WSJ : How Replimune’s Drug Got Third Chance After White House Intervention

How Replimune’s Drug Got Third Chance After White House Intervention
Company representatives met with officials in early May and by month’s end, the FDA was planning to review the melanoma medication again

  • The White House pushed health officials to re-examine Replimune’s melanoma drug after FDA rejections, leading to a resubmission agreement.
  • The FDA had twice rejected the drug, citing insufficient data from a trial without a comparison group and a hard-to-interpret patient mix.
  • Replimune will resubmit its drug application with new data, causing its shares to rise more than 80% Friday.

The White House pushed health officials to re-examine the Food and Drug Administration’s repeated rejections of an advanced melanoma medication from Replimune Group REPL 85.68%increase; green up pointing triangle, people familiar with the matter said.

The FDA had declined to approve Replimune’s treatment in July last year and then again in April, saying the data from the trial, in which all patients received the experimental drug with no comparison group, fell short of proving to the agency that it worked. The FDA also said the mix of patients enrolled made the results hard to interpret.

After its application was rejected for the second time, Replimune representatives met with the White House in early May, arguing the rejections didn’t match up with the Trump administration’s desire to help terminally ill patients.

White House staff later asked health officials to re-examine the drug’s prior rejections to determine whether there was any wrongdoing in the process, the people said. Health department lawyers compiled a report about the drug review and shared the results with White House officials, the people said. The report found that the FDA had made no procedural errors in how it handled the earlier rejections, one of the people said.

Replimune said Friday it had reached an agreement with the FDA to resubmit its drug for a third attempt at approval.
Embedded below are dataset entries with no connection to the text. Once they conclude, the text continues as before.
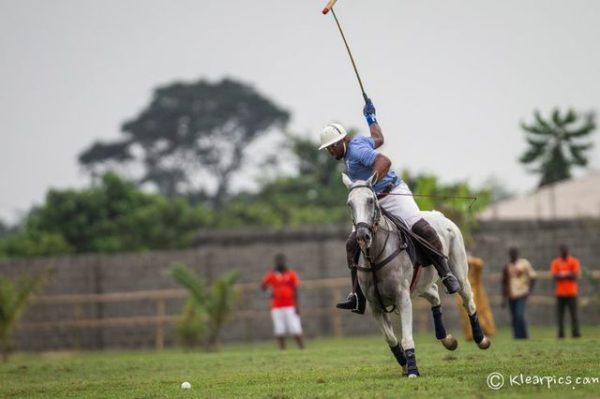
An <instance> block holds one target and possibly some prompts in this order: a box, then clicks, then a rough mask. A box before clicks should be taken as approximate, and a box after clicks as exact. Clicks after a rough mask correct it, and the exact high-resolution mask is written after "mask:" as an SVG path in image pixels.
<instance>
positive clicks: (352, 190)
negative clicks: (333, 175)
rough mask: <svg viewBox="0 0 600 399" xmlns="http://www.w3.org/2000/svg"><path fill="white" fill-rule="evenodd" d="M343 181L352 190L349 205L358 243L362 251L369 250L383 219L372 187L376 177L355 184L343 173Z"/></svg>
mask: <svg viewBox="0 0 600 399" xmlns="http://www.w3.org/2000/svg"><path fill="white" fill-rule="evenodd" d="M342 181H343V182H344V184H345V185H346V187H347V188H348V190H350V191H349V192H348V201H347V205H348V207H349V208H350V212H351V214H352V224H353V225H354V228H355V229H356V237H357V239H358V243H359V245H360V247H361V249H363V250H364V249H368V248H370V247H371V244H372V243H373V237H374V236H375V233H376V232H377V224H378V223H379V218H380V217H381V209H380V208H379V203H378V202H377V195H376V194H375V191H373V185H372V184H373V182H374V181H375V175H373V176H371V177H370V178H369V179H368V180H357V181H355V182H353V181H352V180H350V178H349V177H348V175H346V174H345V173H343V174H342Z"/></svg>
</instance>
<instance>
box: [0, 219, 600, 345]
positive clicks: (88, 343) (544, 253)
mask: <svg viewBox="0 0 600 399" xmlns="http://www.w3.org/2000/svg"><path fill="white" fill-rule="evenodd" d="M347 232H348V228H347V227H336V226H323V227H318V228H317V227H315V228H306V229H300V230H291V231H285V230H283V231H282V230H278V231H250V232H248V231H246V232H228V233H218V234H212V233H204V234H201V235H200V236H199V237H198V241H197V248H194V249H190V250H185V251H165V252H149V253H142V254H118V255H89V256H73V257H64V258H57V259H36V260H25V261H13V262H7V263H2V264H0V275H2V276H17V275H19V274H21V273H23V272H31V271H34V270H38V269H40V268H44V267H52V268H53V269H54V271H55V273H54V275H53V277H52V279H51V281H50V283H49V284H48V285H47V287H46V288H45V290H44V292H43V294H44V295H64V294H89V293H95V294H106V293H115V292H130V291H143V290H157V289H167V288H177V285H176V284H175V283H174V282H173V281H172V279H171V278H170V277H169V276H168V270H169V268H170V267H171V265H172V264H173V263H174V262H181V263H185V264H186V265H188V266H189V267H190V268H192V269H193V270H195V271H196V272H198V273H199V274H201V275H203V276H204V277H205V278H207V279H209V280H210V279H212V278H213V277H215V276H217V275H219V274H220V273H222V272H223V271H226V270H231V269H237V270H239V271H240V273H241V282H244V283H252V282H254V283H256V282H258V281H259V280H260V278H261V277H262V275H263V274H264V273H265V272H266V271H267V270H269V269H270V268H271V267H272V258H273V256H274V255H275V254H276V253H278V252H283V253H285V254H286V255H287V257H288V263H289V265H290V266H291V267H292V268H294V269H295V270H296V271H297V272H298V273H299V275H300V276H301V278H302V279H303V280H322V279H326V278H335V277H346V276H347V275H348V271H347V269H346V266H345V251H344V242H345V238H346V236H347ZM559 242H566V243H568V244H569V245H571V247H572V248H573V253H574V254H575V255H576V256H578V257H580V259H581V260H582V264H583V265H584V266H586V267H588V268H590V269H600V262H599V261H598V259H600V222H598V221H570V222H559V223H548V222H545V223H523V222H520V223H517V222H515V223H501V224H498V223H488V224H482V225H481V226H480V227H479V229H478V231H477V233H476V243H477V246H476V253H475V255H477V256H480V257H482V258H483V259H484V260H485V261H486V264H487V270H486V274H488V275H489V274H490V273H493V272H498V271H500V270H501V267H502V265H503V264H504V263H505V261H506V251H507V248H508V247H509V246H511V245H517V246H519V247H520V248H521V252H522V255H523V256H525V257H527V258H529V259H530V260H531V261H532V263H533V265H534V267H535V268H536V269H538V270H546V269H547V268H548V265H549V261H550V260H551V258H552V257H554V256H555V254H556V246H557V244H558V243H559ZM486 285H487V289H488V292H489V293H490V294H491V295H497V294H499V292H500V287H499V284H498V283H497V281H488V282H487V284H486ZM348 288H349V284H348ZM582 292H583V294H585V295H587V294H588V293H589V292H590V288H589V286H588V285H587V283H585V282H582ZM536 293H537V294H539V295H552V287H551V284H550V282H547V283H543V284H539V286H538V287H537V289H536ZM340 294H341V293H340V292H335V293H334V292H332V291H331V290H330V289H316V290H310V292H308V291H306V290H305V291H302V292H301V302H302V309H303V310H305V311H306V310H308V311H309V312H308V313H310V310H311V309H318V308H331V307H332V305H333V304H334V303H335V301H336V300H337V299H340ZM445 301H446V305H450V306H445V315H446V316H445V319H446V320H447V322H448V325H449V327H450V328H451V329H455V330H456V329H457V328H458V327H459V326H458V314H457V307H456V306H455V304H454V303H453V298H448V297H446V298H445ZM417 302H419V306H422V307H424V309H426V305H425V303H424V301H423V300H422V299H419V300H418V301H417ZM267 303H268V300H267V298H265V297H264V296H262V295H257V293H256V292H250V293H244V296H243V297H242V300H241V302H240V305H239V310H243V311H247V310H256V311H259V312H258V314H259V315H260V316H258V317H257V318H255V319H252V318H251V319H248V318H246V319H240V318H234V319H233V320H232V321H231V322H230V323H229V324H228V326H227V327H226V329H225V331H224V340H226V341H239V340H245V341H253V340H259V339H268V338H270V336H271V323H270V319H269V314H268V311H267ZM181 306H182V300H181V299H171V300H168V301H167V303H166V313H167V314H169V315H175V314H177V313H178V311H179V310H180V309H181ZM494 311H495V314H496V318H497V321H498V323H499V325H500V326H504V325H507V323H508V316H507V311H506V310H504V309H502V310H501V309H499V308H494ZM582 311H583V315H582V317H581V319H582V321H584V322H587V323H598V321H599V318H598V307H597V306H588V307H586V308H585V309H582ZM423 312H426V313H427V315H423V316H422V317H420V318H419V319H418V320H417V323H416V328H417V329H429V328H431V325H430V324H431V323H430V321H429V318H430V316H429V314H428V313H429V312H428V311H426V310H423ZM155 314H156V304H155V303H153V302H149V301H131V302H125V303H105V304H86V305H83V306H80V307H77V308H74V307H73V306H65V305H42V304H34V305H33V306H31V307H30V308H29V309H28V311H27V312H26V315H25V317H24V322H25V323H30V324H31V323H36V322H38V323H39V322H52V321H64V320H73V319H75V318H80V319H81V318H83V319H110V318H119V317H136V316H152V315H155ZM530 320H531V322H532V323H535V324H546V325H548V324H553V323H554V308H553V307H552V306H538V307H535V308H532V309H530ZM303 324H304V328H305V330H306V333H307V335H308V336H309V337H315V336H325V335H331V334H332V333H333V331H334V329H335V326H334V325H333V324H334V323H333V321H332V319H331V317H329V316H327V315H313V316H308V315H307V316H305V317H304V319H303ZM341 327H342V330H343V333H344V334H364V333H374V332H376V331H377V330H376V328H375V327H374V325H373V323H372V320H371V319H370V317H360V316H357V315H353V314H349V313H343V316H342V319H341ZM155 334H156V329H155V328H154V327H153V326H148V325H145V326H144V325H140V326H127V327H123V326H121V327H117V326H115V327H107V328H102V329H99V328H91V327H89V328H88V327H81V328H79V327H78V328H56V327H53V328H47V329H44V330H40V329H35V330H33V329H27V328H23V329H20V330H19V332H18V334H17V337H16V344H17V347H18V348H19V349H25V350H49V349H69V348H83V349H103V348H114V347H127V348H144V347H153V346H154V343H155ZM174 341H175V337H174V332H173V327H172V326H171V325H170V326H168V327H167V328H166V336H165V343H166V344H167V345H170V344H173V343H174Z"/></svg>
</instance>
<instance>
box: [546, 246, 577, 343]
mask: <svg viewBox="0 0 600 399" xmlns="http://www.w3.org/2000/svg"><path fill="white" fill-rule="evenodd" d="M550 272H551V273H552V276H553V277H554V284H555V293H556V310H557V312H556V313H557V316H558V338H564V337H565V325H564V316H565V308H568V309H569V313H571V334H572V336H573V338H579V337H580V336H581V334H580V333H579V321H578V320H577V279H578V278H579V277H581V266H580V264H579V260H578V259H577V258H575V257H573V256H571V255H569V247H567V246H566V245H565V244H561V246H560V257H558V258H556V259H554V260H553V261H552V264H551V265H550Z"/></svg>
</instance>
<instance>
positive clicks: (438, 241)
mask: <svg viewBox="0 0 600 399" xmlns="http://www.w3.org/2000/svg"><path fill="white" fill-rule="evenodd" d="M412 230H413V232H414V233H415V234H417V235H418V236H420V237H423V238H424V239H425V240H426V241H427V242H428V243H429V244H431V245H432V246H433V247H434V248H435V249H437V250H438V251H439V252H443V250H444V247H443V246H442V242H441V241H440V237H439V236H438V234H437V232H436V231H435V229H434V228H433V227H431V225H430V224H429V222H427V220H425V219H420V220H419V221H418V222H417V223H415V224H414V225H413V227H412ZM428 256H429V259H430V260H431V263H432V264H433V267H435V270H437V272H438V274H439V275H440V277H441V278H442V283H443V284H444V287H446V291H447V292H448V293H449V294H454V293H455V292H458V290H459V289H460V284H459V283H458V280H457V279H456V277H455V276H454V274H452V272H450V267H448V261H447V260H446V258H445V257H443V256H440V255H437V254H434V253H433V252H431V251H428Z"/></svg>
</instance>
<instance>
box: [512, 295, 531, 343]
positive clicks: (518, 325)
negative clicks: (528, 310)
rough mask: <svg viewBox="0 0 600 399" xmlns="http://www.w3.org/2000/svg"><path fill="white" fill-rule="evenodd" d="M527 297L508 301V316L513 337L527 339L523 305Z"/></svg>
mask: <svg viewBox="0 0 600 399" xmlns="http://www.w3.org/2000/svg"><path fill="white" fill-rule="evenodd" d="M526 302H527V297H521V298H515V299H510V300H509V301H508V304H509V306H510V316H511V318H512V326H513V336H514V337H515V338H527V324H526V323H525V304H526Z"/></svg>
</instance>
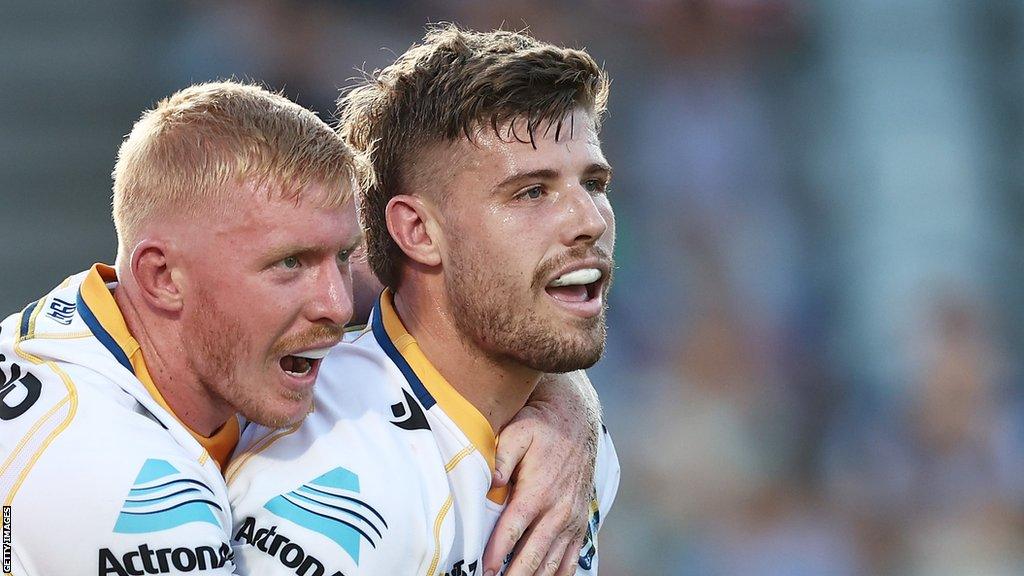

The administration didn’t instruct health officials to approve Replimune’s drug, and the White House has since handed the reins to the FDA, people familiar with the events said.

The White House declined to comment.

The stark reversal comes less than three weeks after the resignation of FDA Commissioner Marty Makary. He had clashed with top officials in the Department of Health and Human Services and the White House over many matters, including vaping and tobacco policy. Rare-disease patients and their advocates criticized Makary for not being flexible enough when it comes to evidence to prove treatments for their ailments work.

Kyle Diamantas, a lawyer who was running food regulation at the agency, has since been named acting commissioner.

Some industry representatives criticized Makary for the FDA’s Replimune rejections, adding pressure when he was already on thin ice with administration officials over vaping policy and ongoing management clashes.

While still head of the agency, Makary publicly defended the rejections of Replimune’s medication. “If your drug works, it’s going to get approved,” he said in an interview with CNBC.

Replimune had accused the FDA of being inconsistent in its prior treatment of the drug, with different teams reviewing its drug each time.

Now, Replimune has another shot at getting its experimental treatment approved. The company will be presenting health officials with data that it hadn’t previously shared with the agency, people familiar with the plan said.

Replimune said it plans to resubmit the application in the coming days. Its shares were up more than 80% Friday.

About a third of patients with treatment-resistant melanoma saw their tumors shrink after taking Replimune’s drug combined with a second cancer drug, Bristol-Myers Squibb’s Opdivo.

More than 110,000 people in the U.S. are expected to be diagnosed with melanoma this year, the National Cancer Institute estimates, and more than 8,000 people with advanced disease are expected to die nationwide.